From 40fe28823048a34ee25ac527b26c8d3715dd5d29 Mon Sep 17 00:00:00 2001
From: Christian Krakau-Louis <christianlouis@gmail.com>
Date: Fri, 14 Feb 2025 12:00:44 +0100
Subject: [PATCH] Added text detection in upload_to_s3

---
 app/tasks/upload_to_s3.py | 31 +++++++++++++++++++++++++++----
 1 file changed, 27 insertions(+), 4 deletions(-)

diff --git a/app/tasks/upload_to_s3.py b/app/tasks/upload_to_s3.py
index 8f97f6e..435331b 100644
--- a/app/tasks/upload_to_s3.py
+++ b/app/tasks/upload_to_s3.py
@@ -4,9 +4,11 @@
 import uuid
 import boto3
 import shutil
+import fitz  # PyMuPDF for checking embedded text
 from app.config import settings
 from app.tasks.retry_config import BaseTaskWithRetry
 from app.tasks.process_with_textract import process_with_textract
+from app.tasks.extract_metadata_with_gpt import extract_metadata_with_gpt
 
 # Import the shared Celery instance
 from app.celery_app import celery
@@ -22,8 +24,9 @@
 @celery.task(base=BaseTaskWithRetry)
 def upload_to_s3(original_local_file: str):
     """
-    Uploads a file to S3 with a UUID-based filename and triggers Textract processing.

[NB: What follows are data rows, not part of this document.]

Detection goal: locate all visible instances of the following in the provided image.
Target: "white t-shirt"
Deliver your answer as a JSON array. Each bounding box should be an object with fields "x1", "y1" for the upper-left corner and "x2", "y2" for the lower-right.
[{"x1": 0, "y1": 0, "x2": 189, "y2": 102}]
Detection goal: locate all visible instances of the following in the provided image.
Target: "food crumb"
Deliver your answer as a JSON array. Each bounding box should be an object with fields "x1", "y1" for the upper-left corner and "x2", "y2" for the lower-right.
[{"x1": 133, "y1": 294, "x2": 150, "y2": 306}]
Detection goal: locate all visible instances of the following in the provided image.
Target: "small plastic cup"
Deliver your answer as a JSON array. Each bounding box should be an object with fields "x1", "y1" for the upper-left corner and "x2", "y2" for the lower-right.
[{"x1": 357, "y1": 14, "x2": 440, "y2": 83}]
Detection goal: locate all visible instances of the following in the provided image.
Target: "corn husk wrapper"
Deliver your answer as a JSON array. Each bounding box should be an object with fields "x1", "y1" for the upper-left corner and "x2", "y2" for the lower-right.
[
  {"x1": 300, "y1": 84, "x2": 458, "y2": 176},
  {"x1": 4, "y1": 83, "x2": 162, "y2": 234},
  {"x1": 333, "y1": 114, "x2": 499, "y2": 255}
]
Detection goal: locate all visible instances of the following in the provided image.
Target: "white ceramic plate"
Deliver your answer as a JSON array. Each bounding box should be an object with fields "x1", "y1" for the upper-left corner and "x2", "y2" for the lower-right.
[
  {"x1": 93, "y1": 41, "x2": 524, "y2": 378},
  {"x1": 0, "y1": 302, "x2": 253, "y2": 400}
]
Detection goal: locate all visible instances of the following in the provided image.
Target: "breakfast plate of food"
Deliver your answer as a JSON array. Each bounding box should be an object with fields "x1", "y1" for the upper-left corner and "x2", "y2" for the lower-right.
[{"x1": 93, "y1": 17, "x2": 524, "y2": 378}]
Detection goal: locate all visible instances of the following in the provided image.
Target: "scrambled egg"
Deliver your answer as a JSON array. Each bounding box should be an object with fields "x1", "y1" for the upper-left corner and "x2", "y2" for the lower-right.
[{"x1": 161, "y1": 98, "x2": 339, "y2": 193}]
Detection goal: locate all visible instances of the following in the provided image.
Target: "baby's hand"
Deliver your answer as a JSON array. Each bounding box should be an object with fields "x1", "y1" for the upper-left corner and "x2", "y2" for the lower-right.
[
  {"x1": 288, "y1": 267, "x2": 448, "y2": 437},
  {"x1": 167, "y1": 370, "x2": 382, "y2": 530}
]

-    Instead of moving the file, this version copies the file locally.
+    Uploads a file to S3 with a UUID-based filename and triggers processing.
+    - If the PDF already contains embedded text, skip Textract and extract text locally.
+    - Otherwise, upload to S3 and process with Textract.
     """
     bucket_name = settings.s3_bucket_name
     if not bucket_name:
@@ -49,15 +52,35 @@ def upload_to_s3(original_local_file: str):
     # Copy the file instead of moving it
     shutil.copy(original_local_file, new_local_path)
 
+    # Check for embedded text
+    pdf_doc = fitz.open(new_local_path)
+    has_text = any(page.get_text() for page in pdf_doc)
+    pdf_doc.close()
+
+    if has_text:
+        print(f"[INFO] PDF {original_local_file} contains embedded text. Skipping Textract.")
+
+        # Extract text locally
+        extracted_text = ""
+        pdf_doc = fitz.open(new_local_path)
+        for page in pdf_doc:
+            extracted_text += page.get_text("text") + "\n"
+        pdf_doc.close()
+
+        # Call metadata extraction directly
+        extract_metadata_with_gpt.delay(new_filename, extracted_text)
+
+        return {"file": new_local_path, "status": "Text extracted locally"}
+
     try:
         print(f"[INFO] Uploading {new_local_path} to s3://{bucket_name}/{new_filename}...")
         s3_client.upload_file(new_local_path, bucket_name, new_filename)
         print(f"[INFO] File uploaded successfully: {new_filename}")
 
-        # Trigger Textract processing using the new filename (S3 key)
+        # Trigger Textract processing if no embedded text was found
         process_with_textract.delay(new_filename)
 
-        return {"file": new_local_path, "s3_key": new_filename, "status": "Uploaded"}
+        return {"file": new_local_path, "s3_key": new_filename, "status": "Uploaded to S3 for OCR"}
 
     except Exception as e:
         print(f"[ERROR] Failed to upload {new_local_path} to S3: {e}")